The Servlet Class Hierarchy

The Servlet Class Hierarchy
The most basic servlet definitions live in the javax.servlet package and consist of a number of interfaces.
  • The ServletContext interface provides a means for servlets to communicate with the surrounding Web server or application server. This communication can take the form of requests for system resources, reports written by the servlet to a log file, and so on. Indirectly, the ServletContext also allows servlets to communicate with one another, primarily by sending requests to other pages. This is how the jsp:forward and jsp:include tags are implemented, as will be seen shortly. ServletContext is implemented by people writing the Web or application server; servlet authors seldom need to use it directly and never need to extend it.
  • The ServletConfig interface provides a mechanism for the web Server to pass initialization information to the servlet's init() method. This information takes the form of pairs of names and values, which are stored in a configuration file called web.xml. If a servlet is going to open a connection to a database, it would not make sense to hard-code the name of the driver class and the database URL in the servlet's code. Doing so would make the servlet more difficult to change if a new database were ever installed. Instead, this information could be sent to the servlet as parameters, and the servlet would use the ServletConfig to retrieve these values and act accordingly. Like ServletContext, this interface is implemented by the authors of the Web server.
  • The Servlet interface defines the three life-cycle methods—init(), service(), and destory()—as well as a handful of others.
  • The ServletRequest and ServletResponse interfaces encapsulate a request to the servlet and a response from the servlet, respectively.
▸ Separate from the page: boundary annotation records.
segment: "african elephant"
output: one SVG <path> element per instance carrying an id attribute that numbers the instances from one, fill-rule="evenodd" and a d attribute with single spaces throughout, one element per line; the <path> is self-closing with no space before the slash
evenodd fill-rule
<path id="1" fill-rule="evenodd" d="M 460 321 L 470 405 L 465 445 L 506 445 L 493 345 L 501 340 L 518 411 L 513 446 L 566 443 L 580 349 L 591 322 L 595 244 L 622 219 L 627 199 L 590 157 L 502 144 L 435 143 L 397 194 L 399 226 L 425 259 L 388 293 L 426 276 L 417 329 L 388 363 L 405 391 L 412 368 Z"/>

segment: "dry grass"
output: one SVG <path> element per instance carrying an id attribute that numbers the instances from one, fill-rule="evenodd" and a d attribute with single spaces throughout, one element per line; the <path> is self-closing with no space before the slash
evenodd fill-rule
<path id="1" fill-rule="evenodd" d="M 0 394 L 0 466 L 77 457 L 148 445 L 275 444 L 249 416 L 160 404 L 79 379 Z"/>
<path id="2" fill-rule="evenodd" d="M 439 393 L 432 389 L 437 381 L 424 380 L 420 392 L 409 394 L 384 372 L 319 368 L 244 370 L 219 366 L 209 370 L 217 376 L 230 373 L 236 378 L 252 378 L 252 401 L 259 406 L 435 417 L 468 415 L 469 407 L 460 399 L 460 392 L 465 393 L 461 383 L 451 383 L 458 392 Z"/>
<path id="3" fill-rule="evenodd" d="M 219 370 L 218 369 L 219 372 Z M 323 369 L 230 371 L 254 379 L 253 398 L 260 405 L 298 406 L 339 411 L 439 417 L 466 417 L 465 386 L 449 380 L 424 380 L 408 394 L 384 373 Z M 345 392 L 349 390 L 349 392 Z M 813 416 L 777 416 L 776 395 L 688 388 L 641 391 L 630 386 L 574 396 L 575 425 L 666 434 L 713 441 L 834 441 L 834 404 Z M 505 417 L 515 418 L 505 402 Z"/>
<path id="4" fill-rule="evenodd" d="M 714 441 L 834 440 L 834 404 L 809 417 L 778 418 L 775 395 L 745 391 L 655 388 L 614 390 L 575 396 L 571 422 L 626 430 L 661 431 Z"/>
Objects that implement these interfaces will be passed to the servlet's service() method. Code within this method can then use the ServletRequest to determine information about the request, such as its origin, the exact data being requested, and so on. Similarly code in the service() method can then use the ServletResponse to return information about the response, as well as the data, such as an HTML page, that comprises the response itself.
  • The javax.servlet package also defines three other classes. Two are the ServletInputStream and ServletOutputStream classes, which servlets use to read and write data, respectively. The third class, GenericServlet, implements both the Servlet and ServletConfig interfaces and forms the basis for most real servlets.